HEI says profits up 17.7 percent for quarter

By Frank Cho
Advertiser Staff Writer

Hawaiian Electric Industries Inc. said fourth-quarter profit from continuing operations rose 17.7 percent from a year ago, reflecting increased bank and electric utility income.

HEI, the parent of Hawai'i's biggest utility company and third-largest financial institution, said profit from continuing operations for the quarter that ended Dec. 31 rose to $25.2 million, 73 cents a share, from $21.4 million, or 65 cents, in the same year-earlier period.

The company said last year it would divest all of its overseas operations to focus on its Hawaii Electric Co. utility and American Savings Bank subsidiary.

On an annual basis, the company said net income from continuing operations fell 1.5 percent last year to $107.8 million, or $3.19 per share, compared with $109.3 million, or $3.36, in 2000.
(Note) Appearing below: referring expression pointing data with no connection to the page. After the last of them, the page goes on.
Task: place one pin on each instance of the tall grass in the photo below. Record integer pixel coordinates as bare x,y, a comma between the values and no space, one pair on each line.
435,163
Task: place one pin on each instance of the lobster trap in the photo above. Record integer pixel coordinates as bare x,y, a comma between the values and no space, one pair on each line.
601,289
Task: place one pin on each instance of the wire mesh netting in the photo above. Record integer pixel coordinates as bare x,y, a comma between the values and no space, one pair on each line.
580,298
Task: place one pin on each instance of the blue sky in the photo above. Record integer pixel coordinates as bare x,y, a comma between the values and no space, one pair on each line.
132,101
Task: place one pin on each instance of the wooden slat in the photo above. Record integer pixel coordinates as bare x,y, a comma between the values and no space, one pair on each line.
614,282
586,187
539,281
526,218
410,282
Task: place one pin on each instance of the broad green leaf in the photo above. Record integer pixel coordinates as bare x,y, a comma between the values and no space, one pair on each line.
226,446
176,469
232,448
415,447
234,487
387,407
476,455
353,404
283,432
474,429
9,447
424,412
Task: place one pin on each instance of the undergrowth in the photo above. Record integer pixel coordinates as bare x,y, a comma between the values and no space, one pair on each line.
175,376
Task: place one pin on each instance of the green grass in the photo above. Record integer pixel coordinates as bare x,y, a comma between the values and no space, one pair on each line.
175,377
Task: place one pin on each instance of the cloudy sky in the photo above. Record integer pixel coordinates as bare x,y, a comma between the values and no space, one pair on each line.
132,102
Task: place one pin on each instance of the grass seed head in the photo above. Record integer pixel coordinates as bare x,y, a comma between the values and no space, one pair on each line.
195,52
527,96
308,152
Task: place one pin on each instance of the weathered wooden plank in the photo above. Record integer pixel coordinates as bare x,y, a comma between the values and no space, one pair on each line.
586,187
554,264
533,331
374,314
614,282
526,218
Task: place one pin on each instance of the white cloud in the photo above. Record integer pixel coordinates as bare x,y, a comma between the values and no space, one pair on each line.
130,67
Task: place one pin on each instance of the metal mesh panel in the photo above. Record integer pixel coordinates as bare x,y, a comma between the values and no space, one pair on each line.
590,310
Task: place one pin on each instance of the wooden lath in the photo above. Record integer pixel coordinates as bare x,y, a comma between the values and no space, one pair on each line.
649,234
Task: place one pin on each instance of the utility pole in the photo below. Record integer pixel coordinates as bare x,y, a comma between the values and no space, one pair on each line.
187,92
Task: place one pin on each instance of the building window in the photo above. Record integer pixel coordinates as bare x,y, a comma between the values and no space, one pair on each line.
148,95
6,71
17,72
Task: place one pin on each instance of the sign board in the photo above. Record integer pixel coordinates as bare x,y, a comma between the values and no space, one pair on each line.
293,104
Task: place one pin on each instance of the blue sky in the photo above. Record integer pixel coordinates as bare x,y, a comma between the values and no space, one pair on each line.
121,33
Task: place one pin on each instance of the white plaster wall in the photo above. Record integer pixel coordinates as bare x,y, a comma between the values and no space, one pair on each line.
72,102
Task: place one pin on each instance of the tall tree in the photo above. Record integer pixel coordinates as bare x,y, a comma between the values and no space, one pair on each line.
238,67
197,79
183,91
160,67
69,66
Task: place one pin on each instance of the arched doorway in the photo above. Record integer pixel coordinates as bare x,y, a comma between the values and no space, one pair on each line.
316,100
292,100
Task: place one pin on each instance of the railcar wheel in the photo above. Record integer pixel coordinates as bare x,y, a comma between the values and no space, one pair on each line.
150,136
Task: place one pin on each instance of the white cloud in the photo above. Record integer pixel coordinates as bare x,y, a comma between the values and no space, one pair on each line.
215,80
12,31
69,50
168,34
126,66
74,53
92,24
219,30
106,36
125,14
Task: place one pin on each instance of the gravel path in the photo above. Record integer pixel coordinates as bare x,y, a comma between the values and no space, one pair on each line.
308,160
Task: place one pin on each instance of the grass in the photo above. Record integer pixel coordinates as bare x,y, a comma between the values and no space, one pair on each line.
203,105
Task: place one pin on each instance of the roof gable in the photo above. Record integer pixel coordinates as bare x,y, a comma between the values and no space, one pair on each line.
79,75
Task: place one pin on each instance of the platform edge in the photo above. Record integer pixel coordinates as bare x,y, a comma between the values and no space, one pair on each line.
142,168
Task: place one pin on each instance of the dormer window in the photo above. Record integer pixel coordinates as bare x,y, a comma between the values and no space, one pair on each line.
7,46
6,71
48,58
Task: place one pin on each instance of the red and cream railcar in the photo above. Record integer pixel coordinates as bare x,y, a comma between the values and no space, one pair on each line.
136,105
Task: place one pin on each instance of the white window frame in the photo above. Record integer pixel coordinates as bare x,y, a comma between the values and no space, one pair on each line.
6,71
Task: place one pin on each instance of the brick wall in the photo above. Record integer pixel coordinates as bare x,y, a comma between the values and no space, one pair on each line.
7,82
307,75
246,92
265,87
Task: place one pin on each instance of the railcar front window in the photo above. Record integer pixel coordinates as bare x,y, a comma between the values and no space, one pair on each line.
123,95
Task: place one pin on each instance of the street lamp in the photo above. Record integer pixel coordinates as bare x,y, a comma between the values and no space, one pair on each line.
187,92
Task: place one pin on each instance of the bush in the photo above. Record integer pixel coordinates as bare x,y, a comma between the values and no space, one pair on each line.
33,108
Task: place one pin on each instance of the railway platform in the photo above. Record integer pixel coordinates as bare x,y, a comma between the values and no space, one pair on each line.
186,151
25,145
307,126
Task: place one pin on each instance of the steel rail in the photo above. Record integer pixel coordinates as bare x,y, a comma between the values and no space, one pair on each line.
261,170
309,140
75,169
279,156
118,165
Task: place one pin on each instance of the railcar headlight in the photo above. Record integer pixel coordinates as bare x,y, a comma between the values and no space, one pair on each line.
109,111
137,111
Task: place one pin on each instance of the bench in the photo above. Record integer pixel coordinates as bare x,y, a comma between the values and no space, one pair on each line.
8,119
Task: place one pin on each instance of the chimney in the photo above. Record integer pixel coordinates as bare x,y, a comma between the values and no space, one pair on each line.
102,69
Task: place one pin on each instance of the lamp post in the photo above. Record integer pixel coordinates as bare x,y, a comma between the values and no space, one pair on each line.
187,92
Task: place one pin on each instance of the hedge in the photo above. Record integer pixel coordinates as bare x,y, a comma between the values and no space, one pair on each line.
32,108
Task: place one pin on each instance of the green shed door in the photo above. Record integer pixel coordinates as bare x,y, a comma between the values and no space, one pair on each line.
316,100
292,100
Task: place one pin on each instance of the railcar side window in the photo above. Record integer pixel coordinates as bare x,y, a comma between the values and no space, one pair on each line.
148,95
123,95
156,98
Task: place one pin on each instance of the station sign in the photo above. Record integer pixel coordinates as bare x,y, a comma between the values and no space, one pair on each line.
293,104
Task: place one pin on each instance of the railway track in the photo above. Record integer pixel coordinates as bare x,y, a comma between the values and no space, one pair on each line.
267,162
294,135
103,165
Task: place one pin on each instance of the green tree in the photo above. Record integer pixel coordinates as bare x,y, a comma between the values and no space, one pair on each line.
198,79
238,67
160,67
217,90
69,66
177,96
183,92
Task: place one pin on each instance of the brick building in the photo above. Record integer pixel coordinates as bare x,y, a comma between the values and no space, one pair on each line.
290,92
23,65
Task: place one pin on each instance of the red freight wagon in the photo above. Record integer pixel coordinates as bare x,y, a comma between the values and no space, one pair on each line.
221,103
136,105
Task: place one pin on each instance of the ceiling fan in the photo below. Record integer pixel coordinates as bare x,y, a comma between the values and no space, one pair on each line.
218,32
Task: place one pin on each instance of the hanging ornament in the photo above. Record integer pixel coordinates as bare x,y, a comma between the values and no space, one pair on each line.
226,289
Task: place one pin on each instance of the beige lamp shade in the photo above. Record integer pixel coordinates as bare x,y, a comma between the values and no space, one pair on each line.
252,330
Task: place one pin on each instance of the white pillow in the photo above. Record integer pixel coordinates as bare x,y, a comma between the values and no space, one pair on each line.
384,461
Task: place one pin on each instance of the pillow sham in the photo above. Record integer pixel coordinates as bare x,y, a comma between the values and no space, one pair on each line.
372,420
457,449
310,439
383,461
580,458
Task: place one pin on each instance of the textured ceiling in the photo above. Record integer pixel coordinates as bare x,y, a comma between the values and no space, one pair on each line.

"The downturn in Hawai'i tourism post-Sept. 11 continues to present challenges to maintaining earnings," said Robert Clarke, HEI's chairman, president and chief executive officer, in a statement. "We managed to meet these challenges in 2001 through cost containment efforts at the utility and active asset and liability management."

Utility net income was $88.3 million for 2001, up 1.2 percent from $87.3 million in the previous year. Kilowatt-hour sales were up 1.1 percent during that same period because of warmer weather and a growing state economy before Sept. 11, the company said.

The quarterly and the annual earnings beat Wall Street's average forecasts of 67 cents a share in the fourth quarter and $3.12 for the year.

The company said it will pay a dividend of 62 cents per share to shareholders of record as of March 11.